Nel mio cellulare ho installato una app che mi dà la statistica di quante volte alla settimana l’uso per consultarlo: siamo a quota 400. La memoria vera si basa sulla lettura e io sono raccapricciato dal fatto che non vedo più uno che legga un giornale o un libro in treno o in metropolitana. Anche a teatro si mettono a guardare il cellulare al buio, ma lì è una responsabilità dell’attore che deve sapere accendere l’interesse dello spettatore e fargli spegnere quella scatoletta che spesso ci rapisce dalla riflessione e dalla capacità di sognare ad occhi aperti.

«Meglio fare il giornalista che lavorare» diceva Indro Montanelli, nel suo caso meglio fare l’attore...

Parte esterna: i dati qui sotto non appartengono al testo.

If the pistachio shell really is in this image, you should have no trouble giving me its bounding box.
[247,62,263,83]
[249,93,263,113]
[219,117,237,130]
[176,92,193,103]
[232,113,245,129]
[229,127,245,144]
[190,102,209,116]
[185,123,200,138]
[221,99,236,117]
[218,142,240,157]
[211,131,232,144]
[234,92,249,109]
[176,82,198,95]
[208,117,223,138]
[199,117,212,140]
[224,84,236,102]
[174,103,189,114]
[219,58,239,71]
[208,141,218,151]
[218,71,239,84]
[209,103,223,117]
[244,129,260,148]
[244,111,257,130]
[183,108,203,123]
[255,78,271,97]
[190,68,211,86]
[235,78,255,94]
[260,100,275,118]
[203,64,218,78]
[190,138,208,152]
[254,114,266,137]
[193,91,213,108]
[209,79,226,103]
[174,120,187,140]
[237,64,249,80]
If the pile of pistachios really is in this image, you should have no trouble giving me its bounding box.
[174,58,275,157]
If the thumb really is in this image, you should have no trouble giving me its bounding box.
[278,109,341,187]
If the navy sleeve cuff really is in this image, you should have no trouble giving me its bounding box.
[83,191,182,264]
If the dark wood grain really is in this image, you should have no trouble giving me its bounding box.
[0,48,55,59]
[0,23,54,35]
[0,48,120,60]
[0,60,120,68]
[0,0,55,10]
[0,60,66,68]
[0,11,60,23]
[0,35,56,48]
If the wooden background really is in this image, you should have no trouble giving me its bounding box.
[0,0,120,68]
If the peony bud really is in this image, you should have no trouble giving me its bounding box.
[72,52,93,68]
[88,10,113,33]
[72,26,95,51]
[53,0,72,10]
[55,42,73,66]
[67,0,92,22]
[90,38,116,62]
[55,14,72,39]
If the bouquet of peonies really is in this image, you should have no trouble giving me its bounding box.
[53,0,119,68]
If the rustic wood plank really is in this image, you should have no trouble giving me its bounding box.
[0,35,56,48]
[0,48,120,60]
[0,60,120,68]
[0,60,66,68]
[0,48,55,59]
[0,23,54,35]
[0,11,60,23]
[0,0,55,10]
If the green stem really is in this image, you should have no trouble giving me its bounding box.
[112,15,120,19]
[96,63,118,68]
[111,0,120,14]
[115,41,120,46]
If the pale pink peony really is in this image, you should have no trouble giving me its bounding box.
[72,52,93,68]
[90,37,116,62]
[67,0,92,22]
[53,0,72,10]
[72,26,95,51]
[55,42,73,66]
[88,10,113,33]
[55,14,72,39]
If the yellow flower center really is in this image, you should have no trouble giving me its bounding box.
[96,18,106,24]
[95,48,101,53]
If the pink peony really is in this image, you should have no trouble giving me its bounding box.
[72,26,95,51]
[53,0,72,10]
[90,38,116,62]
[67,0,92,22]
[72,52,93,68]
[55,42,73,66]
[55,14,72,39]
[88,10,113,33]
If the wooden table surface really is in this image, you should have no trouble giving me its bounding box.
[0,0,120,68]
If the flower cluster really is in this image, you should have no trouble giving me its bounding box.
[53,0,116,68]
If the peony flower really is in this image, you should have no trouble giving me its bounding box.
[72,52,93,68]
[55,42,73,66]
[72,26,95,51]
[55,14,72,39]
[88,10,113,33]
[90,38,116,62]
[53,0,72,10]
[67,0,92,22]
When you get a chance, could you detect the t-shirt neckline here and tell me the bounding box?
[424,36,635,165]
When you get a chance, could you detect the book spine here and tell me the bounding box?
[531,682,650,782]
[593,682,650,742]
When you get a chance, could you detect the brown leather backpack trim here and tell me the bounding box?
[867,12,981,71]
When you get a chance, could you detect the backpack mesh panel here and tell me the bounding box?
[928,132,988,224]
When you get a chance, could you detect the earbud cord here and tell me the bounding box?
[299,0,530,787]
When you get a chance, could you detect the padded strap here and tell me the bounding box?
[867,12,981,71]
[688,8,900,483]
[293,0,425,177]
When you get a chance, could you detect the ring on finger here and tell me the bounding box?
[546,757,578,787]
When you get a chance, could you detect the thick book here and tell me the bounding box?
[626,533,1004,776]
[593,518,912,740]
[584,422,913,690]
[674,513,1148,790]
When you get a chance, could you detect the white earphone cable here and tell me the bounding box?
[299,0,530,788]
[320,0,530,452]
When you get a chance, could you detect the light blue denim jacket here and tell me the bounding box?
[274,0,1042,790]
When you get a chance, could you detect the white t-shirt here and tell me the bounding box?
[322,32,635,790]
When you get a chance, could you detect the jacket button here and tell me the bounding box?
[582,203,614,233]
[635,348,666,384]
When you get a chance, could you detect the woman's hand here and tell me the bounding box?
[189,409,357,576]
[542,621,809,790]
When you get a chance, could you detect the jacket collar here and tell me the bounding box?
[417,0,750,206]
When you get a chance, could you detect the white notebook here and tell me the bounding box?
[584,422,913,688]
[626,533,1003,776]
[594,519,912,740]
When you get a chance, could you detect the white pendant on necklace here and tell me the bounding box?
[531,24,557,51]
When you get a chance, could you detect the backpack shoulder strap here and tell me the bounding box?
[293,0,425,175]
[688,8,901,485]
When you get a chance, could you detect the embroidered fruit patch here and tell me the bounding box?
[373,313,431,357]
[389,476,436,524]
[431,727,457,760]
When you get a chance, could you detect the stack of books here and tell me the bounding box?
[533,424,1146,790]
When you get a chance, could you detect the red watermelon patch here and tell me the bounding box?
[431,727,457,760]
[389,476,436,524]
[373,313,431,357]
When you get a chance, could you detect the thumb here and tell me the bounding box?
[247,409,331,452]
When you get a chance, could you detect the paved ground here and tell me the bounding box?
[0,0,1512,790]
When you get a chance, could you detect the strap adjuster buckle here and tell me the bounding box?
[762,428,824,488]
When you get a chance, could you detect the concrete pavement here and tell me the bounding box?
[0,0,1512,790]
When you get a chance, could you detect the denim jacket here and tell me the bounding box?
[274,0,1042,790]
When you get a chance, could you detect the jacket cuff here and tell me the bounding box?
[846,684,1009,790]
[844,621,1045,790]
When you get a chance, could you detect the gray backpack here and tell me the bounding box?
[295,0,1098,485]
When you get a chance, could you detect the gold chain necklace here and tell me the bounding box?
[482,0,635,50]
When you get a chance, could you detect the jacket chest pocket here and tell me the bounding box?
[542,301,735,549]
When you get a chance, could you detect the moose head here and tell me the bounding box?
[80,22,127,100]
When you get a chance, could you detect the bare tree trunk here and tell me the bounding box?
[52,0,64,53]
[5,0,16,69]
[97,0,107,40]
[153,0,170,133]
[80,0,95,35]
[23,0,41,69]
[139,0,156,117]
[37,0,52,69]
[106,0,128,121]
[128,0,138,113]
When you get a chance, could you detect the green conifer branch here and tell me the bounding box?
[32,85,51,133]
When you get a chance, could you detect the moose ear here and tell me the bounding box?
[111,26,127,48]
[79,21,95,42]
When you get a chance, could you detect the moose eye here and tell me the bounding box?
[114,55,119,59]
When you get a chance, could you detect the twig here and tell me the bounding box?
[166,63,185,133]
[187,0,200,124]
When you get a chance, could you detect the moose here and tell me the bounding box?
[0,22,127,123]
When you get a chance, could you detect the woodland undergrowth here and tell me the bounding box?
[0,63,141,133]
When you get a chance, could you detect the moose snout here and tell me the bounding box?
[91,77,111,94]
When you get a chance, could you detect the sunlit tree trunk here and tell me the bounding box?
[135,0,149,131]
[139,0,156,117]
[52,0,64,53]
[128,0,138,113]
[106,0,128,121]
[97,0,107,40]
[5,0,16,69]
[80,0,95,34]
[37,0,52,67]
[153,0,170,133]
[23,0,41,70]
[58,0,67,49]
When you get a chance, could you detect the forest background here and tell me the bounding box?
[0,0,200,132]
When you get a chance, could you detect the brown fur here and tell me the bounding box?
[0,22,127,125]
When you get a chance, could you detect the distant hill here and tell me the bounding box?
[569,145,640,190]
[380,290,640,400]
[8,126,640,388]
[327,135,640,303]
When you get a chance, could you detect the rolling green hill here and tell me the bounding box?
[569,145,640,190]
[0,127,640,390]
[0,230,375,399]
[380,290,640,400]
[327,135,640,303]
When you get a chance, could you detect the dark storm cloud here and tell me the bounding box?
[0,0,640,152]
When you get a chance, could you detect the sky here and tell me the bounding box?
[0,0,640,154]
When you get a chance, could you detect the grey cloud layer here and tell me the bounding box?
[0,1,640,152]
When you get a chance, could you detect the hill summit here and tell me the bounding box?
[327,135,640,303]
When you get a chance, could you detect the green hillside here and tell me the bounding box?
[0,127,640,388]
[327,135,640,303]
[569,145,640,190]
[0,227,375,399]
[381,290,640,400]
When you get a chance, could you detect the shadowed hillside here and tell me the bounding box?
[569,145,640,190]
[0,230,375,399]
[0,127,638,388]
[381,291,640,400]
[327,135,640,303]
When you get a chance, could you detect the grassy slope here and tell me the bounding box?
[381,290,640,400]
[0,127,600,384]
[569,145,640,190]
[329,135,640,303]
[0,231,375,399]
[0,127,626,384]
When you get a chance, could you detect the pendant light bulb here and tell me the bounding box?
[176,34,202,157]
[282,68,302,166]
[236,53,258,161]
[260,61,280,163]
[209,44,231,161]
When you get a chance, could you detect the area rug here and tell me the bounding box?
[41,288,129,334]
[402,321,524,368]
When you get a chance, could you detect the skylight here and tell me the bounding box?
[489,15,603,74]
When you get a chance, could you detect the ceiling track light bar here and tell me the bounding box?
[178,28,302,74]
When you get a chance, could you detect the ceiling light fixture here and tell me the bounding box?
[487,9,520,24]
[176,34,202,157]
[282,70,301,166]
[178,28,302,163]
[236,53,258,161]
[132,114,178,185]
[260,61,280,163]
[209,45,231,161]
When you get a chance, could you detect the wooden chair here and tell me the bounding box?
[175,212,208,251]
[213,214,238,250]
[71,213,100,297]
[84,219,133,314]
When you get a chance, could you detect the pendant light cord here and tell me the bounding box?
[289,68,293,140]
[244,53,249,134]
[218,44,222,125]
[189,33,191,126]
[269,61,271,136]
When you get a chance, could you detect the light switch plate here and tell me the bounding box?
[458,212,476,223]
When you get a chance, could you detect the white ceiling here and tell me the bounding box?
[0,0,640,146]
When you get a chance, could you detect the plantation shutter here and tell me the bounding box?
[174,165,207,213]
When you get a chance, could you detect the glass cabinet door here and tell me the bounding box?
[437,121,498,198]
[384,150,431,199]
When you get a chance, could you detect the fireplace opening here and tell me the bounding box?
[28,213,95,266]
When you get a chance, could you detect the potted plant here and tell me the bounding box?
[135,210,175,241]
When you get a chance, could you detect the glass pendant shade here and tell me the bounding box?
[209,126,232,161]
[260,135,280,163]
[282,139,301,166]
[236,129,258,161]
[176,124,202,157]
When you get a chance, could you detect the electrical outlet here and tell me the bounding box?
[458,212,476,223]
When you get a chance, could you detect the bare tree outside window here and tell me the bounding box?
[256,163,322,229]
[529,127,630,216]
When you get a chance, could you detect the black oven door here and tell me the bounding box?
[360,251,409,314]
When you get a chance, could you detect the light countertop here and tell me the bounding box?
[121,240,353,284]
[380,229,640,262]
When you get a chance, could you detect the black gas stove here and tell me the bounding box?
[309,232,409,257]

Continuo a fare conferenze, ieri ero con il francescano fra’ Marcello Longhi e abbiamo disquisito di Parole, opere, opinioni. Non ho mai interrotto i miei corsi di formazione nelle aziende e lo faccio con lo spirito dell’anarcocapitalista che potrebbe vivere di bitcoin. Il mio credo: mai cadere nella sindrome dell’accumulo compulsivo di denaro, ma cercare di possederne quanto basta per vivere nella libertà di scegliere. Nel mio caso essere libero di realizzare progetti solidali come 'Vida a Pititinga' l’Associazione che da anni in Brasilie portiamo avanti con mia moglie Edna. E poi, libero di recitare, di scrivere libri, di fare Radio 24 o la televisione...

A proposito di tv, il phisique du rôle e la competenza calcistica ne farebbero il degno erede del Vianello conduttore di un nuovo Pressing.

Con Piccinini e Brandi ho fatto la trasmissione figlia di Pressing, Controcampo e mi sono reso conto che davvero il calcio è una religione, e se disgraziatamente ti bollano come “eretico”, ti vengono a prendere sotto casa. Vianello anche in quel tipo di conduzione si era espresso da fuoriclasse, da numero '10', io sono come Oriali – scusa Lele - , la mia è una vita da mediano.